Keynote Speakers
Maude Barlow - Water Warrior
Maude Barlow is the National Chairperson of the Council of Canadians and chairs the board of Washington-based Food and Water Watch. Her keynote address will open the symposium Thursday, Feb. 23 with her talk “The Global Water Crisis and the Coming Battle for the Right to Water.”The world is running out of available water supplies and the potential for conflict will be severe. Barlow will set out the nature and cause of the crisis and offer a three part solution to a water secure world.
She is a founding member of the San Francisco–based International Forum on Globalization and a Councillor with the Hamburg-based World Future Council. Maude is the recipient of eleven honorary doctorates as well as many awards, including the 2005 Right Livelihood Award (known as the “Alternative Nobel”), the Citation of Lifetime Achievement at the 2008 Canadian Environment Awards, the 2009 Earth Day Canada Outstanding Environmental Achievement Award, the 2009 Planet in Focus Eco Hero Award, and the 2011 EarthCare Award, the highest international honor of the Sierra Club (US).

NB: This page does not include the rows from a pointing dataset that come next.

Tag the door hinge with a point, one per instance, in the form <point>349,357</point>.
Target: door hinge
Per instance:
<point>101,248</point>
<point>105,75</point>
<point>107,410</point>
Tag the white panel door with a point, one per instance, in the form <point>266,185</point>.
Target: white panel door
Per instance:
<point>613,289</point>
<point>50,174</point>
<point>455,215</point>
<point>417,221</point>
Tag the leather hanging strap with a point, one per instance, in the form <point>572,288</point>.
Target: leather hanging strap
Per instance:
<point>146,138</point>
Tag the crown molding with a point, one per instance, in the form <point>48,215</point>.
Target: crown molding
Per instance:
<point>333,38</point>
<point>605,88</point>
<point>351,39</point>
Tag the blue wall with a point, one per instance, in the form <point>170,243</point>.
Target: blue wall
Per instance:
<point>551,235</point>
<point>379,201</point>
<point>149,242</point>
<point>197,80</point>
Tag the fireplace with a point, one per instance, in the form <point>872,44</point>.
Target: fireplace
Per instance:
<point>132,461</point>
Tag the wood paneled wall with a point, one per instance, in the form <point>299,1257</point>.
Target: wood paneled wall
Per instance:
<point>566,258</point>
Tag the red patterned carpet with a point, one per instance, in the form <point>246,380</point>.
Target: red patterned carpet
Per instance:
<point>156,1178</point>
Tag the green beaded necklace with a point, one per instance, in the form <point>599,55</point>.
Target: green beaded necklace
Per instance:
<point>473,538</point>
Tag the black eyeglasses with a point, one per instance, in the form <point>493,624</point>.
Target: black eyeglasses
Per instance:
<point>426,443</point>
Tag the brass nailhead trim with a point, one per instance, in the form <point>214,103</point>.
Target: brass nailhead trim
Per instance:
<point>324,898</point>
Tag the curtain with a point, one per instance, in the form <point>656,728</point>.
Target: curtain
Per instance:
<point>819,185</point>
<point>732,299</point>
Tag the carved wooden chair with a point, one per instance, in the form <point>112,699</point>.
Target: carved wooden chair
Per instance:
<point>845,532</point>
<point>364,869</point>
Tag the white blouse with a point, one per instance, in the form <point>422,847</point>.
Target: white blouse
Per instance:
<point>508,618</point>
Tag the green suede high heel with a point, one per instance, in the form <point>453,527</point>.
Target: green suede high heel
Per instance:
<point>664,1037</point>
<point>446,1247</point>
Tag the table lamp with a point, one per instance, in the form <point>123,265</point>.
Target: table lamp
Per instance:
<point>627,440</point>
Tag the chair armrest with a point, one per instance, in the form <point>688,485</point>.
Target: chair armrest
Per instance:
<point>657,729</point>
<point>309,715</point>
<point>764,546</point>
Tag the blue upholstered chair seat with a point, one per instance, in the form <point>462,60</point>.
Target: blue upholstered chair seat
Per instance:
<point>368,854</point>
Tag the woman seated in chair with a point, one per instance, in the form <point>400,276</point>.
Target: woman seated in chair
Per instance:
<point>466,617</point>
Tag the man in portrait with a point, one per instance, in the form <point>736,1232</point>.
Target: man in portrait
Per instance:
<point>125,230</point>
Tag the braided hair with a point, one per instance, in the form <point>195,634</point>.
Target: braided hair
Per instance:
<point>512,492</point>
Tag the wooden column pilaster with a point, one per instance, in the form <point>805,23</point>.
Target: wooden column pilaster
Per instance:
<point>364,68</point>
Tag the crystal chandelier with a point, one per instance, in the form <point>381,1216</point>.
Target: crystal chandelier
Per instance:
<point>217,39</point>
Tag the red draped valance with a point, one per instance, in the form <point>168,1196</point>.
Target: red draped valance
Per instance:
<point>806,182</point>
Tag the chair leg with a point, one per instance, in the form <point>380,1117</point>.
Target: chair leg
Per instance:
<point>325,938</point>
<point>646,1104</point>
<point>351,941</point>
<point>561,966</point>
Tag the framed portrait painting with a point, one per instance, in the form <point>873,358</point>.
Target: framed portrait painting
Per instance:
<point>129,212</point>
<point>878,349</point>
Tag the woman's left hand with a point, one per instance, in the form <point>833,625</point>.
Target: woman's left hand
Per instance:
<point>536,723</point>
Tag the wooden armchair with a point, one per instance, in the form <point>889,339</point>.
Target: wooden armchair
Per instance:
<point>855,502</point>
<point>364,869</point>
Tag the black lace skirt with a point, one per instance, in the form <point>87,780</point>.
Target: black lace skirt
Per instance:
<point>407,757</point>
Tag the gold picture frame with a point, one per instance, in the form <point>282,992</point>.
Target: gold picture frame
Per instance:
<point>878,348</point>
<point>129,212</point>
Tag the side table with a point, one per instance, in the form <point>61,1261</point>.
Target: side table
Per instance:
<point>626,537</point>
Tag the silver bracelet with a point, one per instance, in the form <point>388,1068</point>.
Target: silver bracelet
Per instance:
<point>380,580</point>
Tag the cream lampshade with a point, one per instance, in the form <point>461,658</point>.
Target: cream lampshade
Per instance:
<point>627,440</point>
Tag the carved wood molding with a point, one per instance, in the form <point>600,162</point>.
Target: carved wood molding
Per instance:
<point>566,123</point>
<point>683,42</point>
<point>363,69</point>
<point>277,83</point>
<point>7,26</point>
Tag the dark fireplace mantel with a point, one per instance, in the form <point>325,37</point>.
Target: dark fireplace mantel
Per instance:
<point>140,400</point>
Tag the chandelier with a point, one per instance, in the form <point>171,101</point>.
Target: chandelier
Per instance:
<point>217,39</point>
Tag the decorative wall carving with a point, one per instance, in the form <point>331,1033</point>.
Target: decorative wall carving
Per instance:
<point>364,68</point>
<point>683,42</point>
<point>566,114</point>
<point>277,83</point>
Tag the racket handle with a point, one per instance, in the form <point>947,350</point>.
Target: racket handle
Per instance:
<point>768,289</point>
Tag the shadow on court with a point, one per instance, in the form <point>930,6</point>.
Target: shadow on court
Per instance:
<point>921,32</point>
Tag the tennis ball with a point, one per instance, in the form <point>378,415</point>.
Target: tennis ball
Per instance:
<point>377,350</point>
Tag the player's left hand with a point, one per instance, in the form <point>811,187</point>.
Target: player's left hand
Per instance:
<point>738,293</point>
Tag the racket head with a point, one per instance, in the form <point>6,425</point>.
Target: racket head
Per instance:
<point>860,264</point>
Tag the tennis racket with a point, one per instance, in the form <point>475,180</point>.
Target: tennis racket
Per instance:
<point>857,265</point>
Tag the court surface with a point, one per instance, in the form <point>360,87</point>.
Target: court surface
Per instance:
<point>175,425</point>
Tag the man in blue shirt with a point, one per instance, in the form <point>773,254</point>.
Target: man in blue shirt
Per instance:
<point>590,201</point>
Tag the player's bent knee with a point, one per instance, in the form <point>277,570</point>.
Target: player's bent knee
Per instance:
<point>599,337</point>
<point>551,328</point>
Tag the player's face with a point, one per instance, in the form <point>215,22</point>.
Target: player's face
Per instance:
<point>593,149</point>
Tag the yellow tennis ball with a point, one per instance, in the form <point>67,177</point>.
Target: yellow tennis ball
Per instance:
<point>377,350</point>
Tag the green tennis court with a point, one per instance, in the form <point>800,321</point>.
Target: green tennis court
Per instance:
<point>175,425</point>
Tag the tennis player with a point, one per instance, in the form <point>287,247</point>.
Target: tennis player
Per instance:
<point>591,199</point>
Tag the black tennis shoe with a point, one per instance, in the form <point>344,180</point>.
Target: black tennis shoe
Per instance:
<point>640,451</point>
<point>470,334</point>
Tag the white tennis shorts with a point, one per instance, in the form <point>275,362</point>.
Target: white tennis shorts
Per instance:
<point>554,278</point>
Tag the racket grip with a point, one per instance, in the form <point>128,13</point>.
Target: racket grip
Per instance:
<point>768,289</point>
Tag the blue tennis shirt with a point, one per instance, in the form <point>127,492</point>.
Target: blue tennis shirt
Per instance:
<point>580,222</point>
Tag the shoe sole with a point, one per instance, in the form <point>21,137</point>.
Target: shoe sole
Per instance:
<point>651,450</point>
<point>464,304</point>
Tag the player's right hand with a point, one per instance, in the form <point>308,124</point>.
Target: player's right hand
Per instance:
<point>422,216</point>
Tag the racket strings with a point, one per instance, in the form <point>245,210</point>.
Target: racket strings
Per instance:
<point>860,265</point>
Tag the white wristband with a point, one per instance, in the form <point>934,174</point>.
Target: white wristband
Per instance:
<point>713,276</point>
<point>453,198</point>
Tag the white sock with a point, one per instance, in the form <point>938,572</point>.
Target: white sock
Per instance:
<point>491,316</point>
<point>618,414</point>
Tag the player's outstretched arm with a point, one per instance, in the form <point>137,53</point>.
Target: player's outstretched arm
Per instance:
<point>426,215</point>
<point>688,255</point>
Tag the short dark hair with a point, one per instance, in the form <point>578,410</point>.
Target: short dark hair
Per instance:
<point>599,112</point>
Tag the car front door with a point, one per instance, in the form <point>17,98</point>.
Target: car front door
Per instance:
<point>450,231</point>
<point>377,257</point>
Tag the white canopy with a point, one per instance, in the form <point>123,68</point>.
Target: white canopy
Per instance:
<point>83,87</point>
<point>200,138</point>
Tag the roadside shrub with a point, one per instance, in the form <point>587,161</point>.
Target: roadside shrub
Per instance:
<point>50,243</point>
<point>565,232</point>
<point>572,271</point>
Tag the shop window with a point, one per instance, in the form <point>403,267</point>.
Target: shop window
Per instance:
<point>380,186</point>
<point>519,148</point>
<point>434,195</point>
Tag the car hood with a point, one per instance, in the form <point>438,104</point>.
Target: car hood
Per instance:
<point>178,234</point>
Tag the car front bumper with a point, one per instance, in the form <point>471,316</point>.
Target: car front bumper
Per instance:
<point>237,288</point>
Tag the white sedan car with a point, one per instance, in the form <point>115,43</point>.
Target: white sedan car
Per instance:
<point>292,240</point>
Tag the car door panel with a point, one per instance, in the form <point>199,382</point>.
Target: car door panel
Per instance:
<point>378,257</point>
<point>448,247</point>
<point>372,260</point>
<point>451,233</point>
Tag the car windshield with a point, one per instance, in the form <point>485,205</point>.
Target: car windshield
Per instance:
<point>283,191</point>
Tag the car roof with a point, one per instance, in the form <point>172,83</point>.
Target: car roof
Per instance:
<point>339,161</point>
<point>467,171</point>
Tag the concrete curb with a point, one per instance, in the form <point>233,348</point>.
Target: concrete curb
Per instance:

In 2008/2009, she served as Senior Adviser on Water to the 63rd President of the United Nations General Assembly and was a leader in the campaign to have water recognized as a human right by the UN. She is also the author of dozens of reports, as well as 16 books, including the international best seller Blue Covenant: The Global Water Crisis and The Coming Battle for the Right to Water (New Press, 2007).
Barlow’s participation in the 2012 symposium is made possible by a generous grant from the Norwegian Ministry of Foreign Affairs, Peace and Reconciliation Section.
Terje Tvedt - Water scholar, advocate, filmmaker
Professor Terje Tvedt will deliver a keynote address entitled “Water and the Development of Human Civilization: Some Perspectives,” at 11 a.m. Friday, Feb. 24. Tvedt is a professor at the Center for Development Studies at the University of Bergen and a Professor II at the Centre for Development and Environment at the University of Oslo. His participation in the symposium is presented in cooperation with and through the generous sponsorship of the Thor Heyerdahl Institute of Larvik, Norway.
Tvedt is widely known in Norway for his television series A journey in the History of Water and A Journey in the Future of Water, which were also shown in the U.S. on National Geographic and the Discovery Channel. His work emphasizes the importance of raising people’s awareness and knowledge of the Earth’s water supplies, water as a source of conflict and water as a vital resource in the struggle against poverty.
Among his many awards, Tvedt received the Outstanding Communication of Research Prize in 2005 from the Research Council of Norway.